A MAP of the former Soviet Union must be a troubling, if not colourful, sight for a former KGB officer such as Vladimir Putin as he prepares for a summit with President Bush next week.
Since Mr Putin became President of Russia in 2000, the United States has relentlessly encroached on Moscow’s sphere of influence in Eastern Europe, the Caucasus and Central Asia. First the conflict in Afghanistan brought
US troops to Uzbekistan and Kyrgyzstan. Then the Rose Revolution swept a Western-minded liberal into power in Georgia in 2003. Within a few months the US was training Georgian special forces.

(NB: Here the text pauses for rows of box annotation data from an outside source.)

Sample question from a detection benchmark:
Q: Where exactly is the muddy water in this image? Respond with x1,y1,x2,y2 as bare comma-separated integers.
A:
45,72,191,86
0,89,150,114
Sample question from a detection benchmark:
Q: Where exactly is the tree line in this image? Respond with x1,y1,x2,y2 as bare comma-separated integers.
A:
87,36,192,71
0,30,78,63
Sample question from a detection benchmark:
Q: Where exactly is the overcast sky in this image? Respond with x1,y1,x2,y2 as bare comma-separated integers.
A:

Next Nato fighter jets arrived in the former Soviet republic of Lithuania after its accession to the alliance in 2004. And late last year Russia lost its foothold in Ukraine when the Western-leaning liberal Viktor Yushchenko came to power.

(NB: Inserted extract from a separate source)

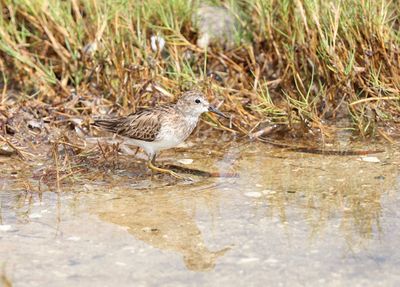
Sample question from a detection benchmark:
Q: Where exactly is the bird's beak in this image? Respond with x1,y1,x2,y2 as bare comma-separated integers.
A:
208,106,229,119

But the erosion of Russia’s strategic orbit does not stop there, analysts say. They are predicting a series of copycat “revolutions” in Kyrgyzstan, Moldova, Armenia and, possibly, Kazakhstan that will dash for good Mr Putin’s aspirations to reassert Moscow’s influence over its former empire.
The Russian media have even come up with names for future revolutions: grape for Moldova; apricot for Armenia; aubergine for Azerbaijan; and amber for the tiny Russian enclave of Kaliningrad.
One of the places they are not predicting revolution is in Russia itself,
where Mr Putin recently abolished direct elections for regional governors.